To be considered for this list, a keyword ability has to be just that - both a keyword and an ability. Keyword actions and ability words don't count. I chose three criteria to judge all keywords abilities:
- Innovation. When this keyword ability was first released, did it add something fundamentally new to the game of Magic? Since then, has the ability been used in new and different ways?
- Endurance. Has the keyword ability aged well? If a number of cards were printed today showcasing this ability, would players welcome those cards? Do players remember the keyword fondly?
- Playability. Perhaps the most important criterion, does the keyword ability play well? Is it fun? Does it lead to interesting and exciting games? Can it make for powerful, memorable cards?
#7 - Flashback
The story of flashback begins with what is perhaps the most notorious card in Magic's history: Yawgmoth's Will. Old relics such as Black Lotus, Moxen and their kind had an excuse for being as powerful as they were - Wizards of the Coast created them before they really knew what they were doing, at a time when certain incorrect assumptions about the game held true in the minds of the game's early developers (namely that no one player would accumulate so many rare cards in a single deck). By the time Urza's block entered the scene, enough analysis had been done about card advantage and combo potential that Wizards really, really should have known better. But mistakes - intentional or unintentional - were made, and Yawgmoth's Will (aka "Yawgwin") led the second wave of stupidly busted cards, creating a nuclear fallout that nearly destroyed the entire game of Magic. Players thought of Yawgmoth's Will much like Íñigo Montoya thought of the six-fingered man - as a mortal enemy.
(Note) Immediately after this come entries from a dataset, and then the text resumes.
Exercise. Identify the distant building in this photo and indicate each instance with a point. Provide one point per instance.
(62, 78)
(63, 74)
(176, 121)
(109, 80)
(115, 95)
But, Yawgmoth's Will had another distinction, beneath the obvious face of its overpowered brokenness: it did something really cool. And what it did - allow you to cast spells straight from your graveyard - no other card at the time could imitate. Flashback arrived three years later and rectified that situation. Other keyword abilities had saturated their respective blocks before flashback, but none so defined their block as flashback defined Odyssey block. Drawing on the power of Yawgmoth's Will but balancing it, diversifying it and sharing it among many different cards, flashback made Odyssey block a completely different experience than any other block that had come before it. It was the first "concept" block ever, tightly focused around the idea that players' graveyards mattered. The concept worked (even if a few rogue cards stole a bit of flashback's thunder), and flashback rocketed players' graveyards into a position of prominence that has never really diminished. Rather, "graveyard matters" has just taken on different forms in the years since. Thus, it is accurate to say that Flashback was Magic's first truly revolutionary keyword ability.
My high regard for flashback is more than just academic. The mechanic plays really, really well. It has a smooth, balanced style that is just as useful splashed into a casual creature deck as it is fine-tuned for a tournament level combo deck. It leads to very interesting play decisions - just how am I going to cast this Volley of Boulders today? Many well-loved cards sport this ability: Cabal Therapy, Call of the Herd and Deep Analysis owe everything to flashback. If the keyword ability has one glaring weakness, it's that age has been less than kind to it. Perhaps it is because Odyssey block got the mechanic so right the first time that its return in Time Spiral block was not a very grand one. Cards like Gaze of Justice and Conflagrate tried to be different than the flashback cards of Odyssey block, but just didn't have much new to offer. Since Odyssey block, new mechanics such as dredge, recover and unearth - which all owe a huge debt of gratitude to flashback - have chiseled away at a lot of what made the mechanic unique in the first place. Nevertheless, for the changes it brought to Magic and its timeless playability, flashback earns its place amongst the greats.
- Innovation: A
- Endurance: B-
- Playability: A
I'm wonding why you didn't compare Flashback to Buyback? Flashback is such a better balanced version of that spell. I know it is more similar to Splice and you addressed it there, but isn't there a conversation to be had about how Flashback made Buyback fun?